3. Pour refuser de délivrer un titre de séjour en qualité de malade à Mme B, le préfet de Seine-et-Marne a relevé, en s'appropriant le sens de l'avis du 27 juillet 2022 du collège des médecins de l'Office français de l'immigration et de l'intégration (OFII) qu'il avait recueilli, que si l'état de santé de Mme B nécessite une prise en charge médicale dont le défaut peut entraîner des conséquences d'une exceptionnelle gravité pour l'intéressée, celle-ci peut cependant bénéficier dans son pays d'origine d'un traitement approprié et son état de santé lui permet de voyager sans risque vers ce pays. D'une part, Mme B soutient que le défaut de prise en charge médicale de son état de santé aurait des conséquences d'une exceptionnelle gravité. Toutefois, Mme B ne peut utilement se prévaloir de ce que son état de santé nécessite une prise en charge dont le défaut pourrait entraîner des conséquences d'une exceptionnelle gravité dès lors que cette circonstance n'est pas contredite par le préfet de Seine-et-Marne qui s'est approprié, ainsi que cela a été dit, l'avis du collège des médecins de l'OFII du 27 juillet 2022. D'autre part, Mme B, qui soutient qu'elle ne pourrait avoir d'accès effectif aux soins et suivis nécessaires dans son pays d'origine au vu de sa situation personnelle et professionnelle pour éviter toute complication, potentiellement mortelle, due à sa pathologie cardiaque, se borne à joindre à sa requête différentes pièces de nature médicale telles que, notamment, des comptes rendus d'hospitalisations et d'examens médicaux et des résultats d'analyses biologiques attestant de l'existence d'une prise en charge médicale en France, incluant notamment la prise régulière de deux médicaments, un bilan cardiaque annuel et un suivi dentaire, sans produire de certificats médicaux précisant les modalités du suivi nécessité par son état de santé. En outre, elle n'apporte aucun élément de nature à établir qu'au vu de sa situation personnelle, notamment de son isolement au Sénégal, et professionnelle, elle ne pourrait avoir accès au suivi médical nécessité pas son état de santé. Dans ces conditions, Mme B ne peut être regardée comme contredisant sérieusement l'avis du collège des médecins de l'OFII du 27 juillet 2022 selon lequel elle pourrait bénéficier d'un traitement approprié dans son pays d'origine. Il suit de là que le moyen invoqué ne peut qu'être écarté.

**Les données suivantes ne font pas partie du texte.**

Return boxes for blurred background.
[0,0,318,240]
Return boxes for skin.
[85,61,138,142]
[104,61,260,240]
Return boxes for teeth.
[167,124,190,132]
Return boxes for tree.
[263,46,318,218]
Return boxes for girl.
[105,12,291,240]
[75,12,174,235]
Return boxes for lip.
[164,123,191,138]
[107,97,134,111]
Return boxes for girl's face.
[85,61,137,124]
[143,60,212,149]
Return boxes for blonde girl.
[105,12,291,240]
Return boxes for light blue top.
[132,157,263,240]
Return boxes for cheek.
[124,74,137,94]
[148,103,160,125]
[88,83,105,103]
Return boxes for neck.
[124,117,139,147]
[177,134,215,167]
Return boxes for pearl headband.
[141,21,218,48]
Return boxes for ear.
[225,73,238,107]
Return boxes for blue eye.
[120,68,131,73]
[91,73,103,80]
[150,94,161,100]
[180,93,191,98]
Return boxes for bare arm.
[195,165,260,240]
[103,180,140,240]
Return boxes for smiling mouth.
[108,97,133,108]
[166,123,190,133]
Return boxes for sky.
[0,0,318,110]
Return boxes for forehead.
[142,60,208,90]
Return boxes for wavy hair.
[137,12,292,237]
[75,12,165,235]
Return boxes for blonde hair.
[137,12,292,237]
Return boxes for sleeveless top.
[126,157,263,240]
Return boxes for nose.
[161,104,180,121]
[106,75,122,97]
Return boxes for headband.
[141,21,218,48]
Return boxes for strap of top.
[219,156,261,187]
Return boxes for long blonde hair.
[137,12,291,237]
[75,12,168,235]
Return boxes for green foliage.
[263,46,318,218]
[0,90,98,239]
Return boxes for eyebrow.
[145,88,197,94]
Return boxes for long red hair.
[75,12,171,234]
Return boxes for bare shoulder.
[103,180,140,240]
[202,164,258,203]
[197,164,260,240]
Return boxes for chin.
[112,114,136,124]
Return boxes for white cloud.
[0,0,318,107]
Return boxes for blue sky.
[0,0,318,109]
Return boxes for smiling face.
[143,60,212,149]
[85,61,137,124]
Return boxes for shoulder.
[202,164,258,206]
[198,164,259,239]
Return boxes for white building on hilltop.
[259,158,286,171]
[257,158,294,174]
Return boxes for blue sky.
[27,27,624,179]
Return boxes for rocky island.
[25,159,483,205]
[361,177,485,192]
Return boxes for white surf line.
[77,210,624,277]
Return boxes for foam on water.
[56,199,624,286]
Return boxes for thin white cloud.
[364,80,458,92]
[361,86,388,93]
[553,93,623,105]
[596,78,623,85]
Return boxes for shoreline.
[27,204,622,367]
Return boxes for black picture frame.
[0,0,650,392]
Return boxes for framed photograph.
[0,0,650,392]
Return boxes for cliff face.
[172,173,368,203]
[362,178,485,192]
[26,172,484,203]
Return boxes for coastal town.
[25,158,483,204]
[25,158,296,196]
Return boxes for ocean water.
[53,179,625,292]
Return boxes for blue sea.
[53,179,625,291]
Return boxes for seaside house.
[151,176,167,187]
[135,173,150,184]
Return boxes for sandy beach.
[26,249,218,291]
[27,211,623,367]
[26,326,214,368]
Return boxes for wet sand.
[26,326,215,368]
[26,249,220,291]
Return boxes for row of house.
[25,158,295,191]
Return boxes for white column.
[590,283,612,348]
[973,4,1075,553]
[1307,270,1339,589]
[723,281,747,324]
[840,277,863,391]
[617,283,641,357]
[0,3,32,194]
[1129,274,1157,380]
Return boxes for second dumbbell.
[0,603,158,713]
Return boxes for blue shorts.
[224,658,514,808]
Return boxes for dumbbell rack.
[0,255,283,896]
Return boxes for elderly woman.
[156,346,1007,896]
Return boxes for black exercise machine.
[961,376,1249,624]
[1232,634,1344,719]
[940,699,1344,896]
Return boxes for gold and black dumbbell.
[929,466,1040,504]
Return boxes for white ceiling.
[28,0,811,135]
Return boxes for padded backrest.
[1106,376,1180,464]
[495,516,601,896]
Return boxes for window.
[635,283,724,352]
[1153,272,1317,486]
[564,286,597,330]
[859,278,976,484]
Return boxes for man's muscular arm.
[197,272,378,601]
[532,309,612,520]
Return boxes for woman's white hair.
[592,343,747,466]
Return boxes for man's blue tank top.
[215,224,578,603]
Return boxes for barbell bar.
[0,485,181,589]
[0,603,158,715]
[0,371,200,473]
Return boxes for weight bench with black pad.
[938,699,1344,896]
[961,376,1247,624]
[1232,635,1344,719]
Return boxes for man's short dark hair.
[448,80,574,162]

4. Il résulte de tout ce qui précède que Mme B n'est pas fondée à demander l'annulation de l'arrêté du 14 octobre 2022 en tant que le préfet de Seine-et-Marne a refusé de lui délivrer un titre de séjour et lui a fait obligation de quitter le territoire français. Il y a donc lieu de rejeter les conclusions aux fins d'annulation ainsi que, par voie de conséquence, les conclusions aux fins d'injonction qu'elle a présentées.

D E C I D E :

Article 1er : La requête de Mme B est rejetée.

Article 2 : Le présent jugement sera notifié à Mme A B et au préfet de Seine-et-Marne.

Délibéré après l'audience du 6 juin 2023, à laquelle siégeaient :

Mme Bonneau-Mathelot, présidente,

Mme Réchard, première conseillère,

Mme Luneau, première conseillère.

Rendu public par mise à disposition au greffe le 27 juin 2023.

La rapporteure,

J. RECHARD

La présidente,

S. BONNEAU-MATHELOT La greffière,

S. SCHILDER

La République mande et ordonne au préfet de Seine-et-Marne en ce qui le concerne ou à tous commissaires de justice à ce requis en ce qui concerne les voies de droit commun contre les parties privées, de pourvoir à l'exécution de la présente décision.